A faster hot path. The path from “user hits send” to “first token streams back” got a series of targeted optimizations:
- Parallelized pre-stream retrieval so the relevance lookups that feed the prompt run concurrently instead of serially.
- An LRU cache for query embeddings so repeated or similar lookups skip re-embedding.
- Cached prepared statements in the vector store to shave per-query database overhead.
- A token-budgeted conversation window that bounds the single biggest cost in the hot path — the running history sent to the model — instead of letting it grow unchecked.
- Smaller trims, too: a non-semantic tag was dropped, retrieved history messages were capped, and the per-request date block (~23 tokens on every message) was slimmed down.
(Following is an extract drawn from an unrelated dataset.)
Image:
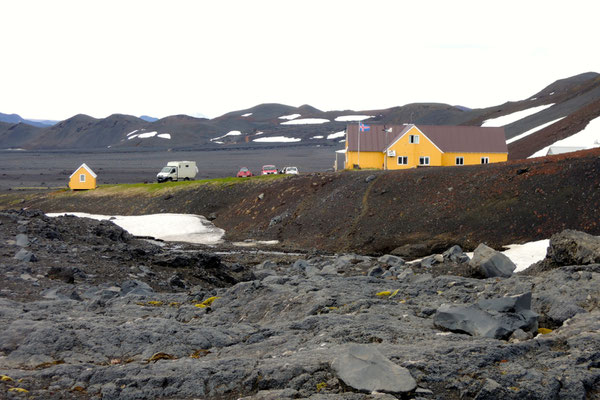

A server that doesn't fall over. Two reliability fixes landed: whole-server crashes were stopped at the source, and the connection logic was hardened to tolerate many users behind one IP — important for offices, campuses, and shared networks where lots of legitimate people share a single address and were tripping rate limits meant for abusers.
Why it matters
Latency is felt on every single message — shaving the time-to-first-token makes the whole product feel quicker, and trimming per-message tokens lowers cost at scale. And a chat backend that crashes or locks out an entire office because they share an IP isn't a chat backend you can rely on. This pass made GroupGPT both faster and sturdier.